Guido Scorza: Partiamo dal diritto d’autore ma arriviamo di corsa a Topolino. Quello che non bisognerebbe mai dimenticarsi quando si parla di diritto d’autore o quando si scrivono le leggi sul diritto d’autore è che la legge sul diritto d’autore, le leggi sul diritto d’autore sono davvero delle opere d’arte. È un insieme di leggi bellissime che sono basate però su un principio essenziale: il fine è massimizzare la produzione di contenuti creativi, culturali e informativi. Il mezzo per farlo è l’incentivo economico all’autore e all’editore. Devo spingere attraverso l’incentivo economico, gli autori e i creatori di opere a creare opere e a metterle a disposizione della comunità, quello è la scommessa dello Stato.

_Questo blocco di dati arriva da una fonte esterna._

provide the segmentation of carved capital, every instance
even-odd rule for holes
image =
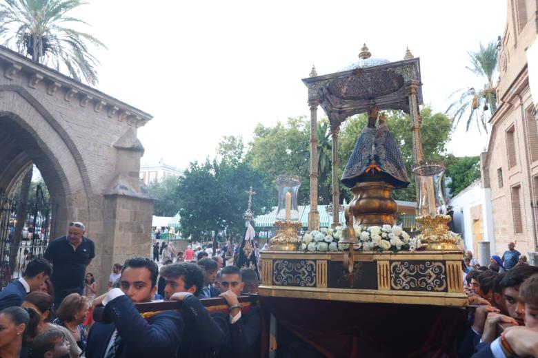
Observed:
[[[39,84],[39,83],[43,81],[43,75],[34,73],[32,76],[30,76],[30,78],[28,78],[28,87],[30,88],[36,88],[37,87],[37,85]]]
[[[108,115],[110,118],[112,118],[114,116],[116,115],[116,113],[117,113],[119,108],[116,107],[115,105],[110,106],[110,107],[108,109]]]
[[[93,97],[90,96],[89,94],[86,94],[82,96],[82,98],[80,100],[80,105],[81,107],[86,107],[88,106],[88,104],[90,103],[90,101],[93,99]]]
[[[73,99],[73,97],[75,94],[79,93],[78,90],[75,90],[74,88],[70,88],[67,90],[66,92],[66,101],[68,102],[71,102],[71,100]]]
[[[98,101],[95,103],[95,107],[93,107],[93,109],[99,113],[101,112],[101,110],[103,109],[103,107],[106,105],[106,103],[103,102],[102,101]]]
[[[47,88],[47,94],[48,94],[50,96],[54,96],[56,94],[57,91],[58,91],[58,89],[61,87],[61,83],[59,82],[52,81],[52,83],[50,83],[48,85],[48,88]]]
[[[13,78],[14,78],[17,75],[19,74],[19,72],[21,71],[21,70],[22,70],[22,66],[21,65],[12,63],[7,67],[6,71],[3,72],[3,76],[8,80],[12,81]]]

Per realizzare questo risultato tutti i sistemi di proprietà intellettuale in tutto il mondo quando sono nati sono stati basati su un bilanciamento, io Stato riconosco all’autore o all’editore per un certo numero di anni il diritto a un incentivo economico, cioè a escutere un compenso da chi sfrutta commercialmente quell’opera, dopodiché – scaduto un certo numero di anni – do per incentivato quell’autore e cioè dico ha guadagnato abbastanza da che sarà spinto ancora a creare nuove opere e quell’opera deve cadere in pubblico dominio, cioè essere a disposizione della collettività. Quando questo meccanismo straordinario entra nell’impresa – e Disney è naturalmente una delle prime imprese che è diventata grande sul diritto d’autore, qualcosa comincia ad andare storto. La storia di Topolino è particolarmente significativa: quando arriva sul mercato, infatti, il diritto d’autore negli Usa è di 25 anni. Dopodiché, ogni volta che si arriva vicini alla scadenza del diritto d’autore per Topolino, negli Stati Uniti (da noi c’è una storia analoga coi Beatles), interviene il Congresso e dice: «no, i diritti di Topolino non possono cadere, topolino non può diventare di tutti», e i termini vengono allungati. E sarà così ancora. La storia di Topolino negli USA ha dato anche il nome all’ultima legge sulla proroga dei diritti di autore: Mickey Mouse Protection Act.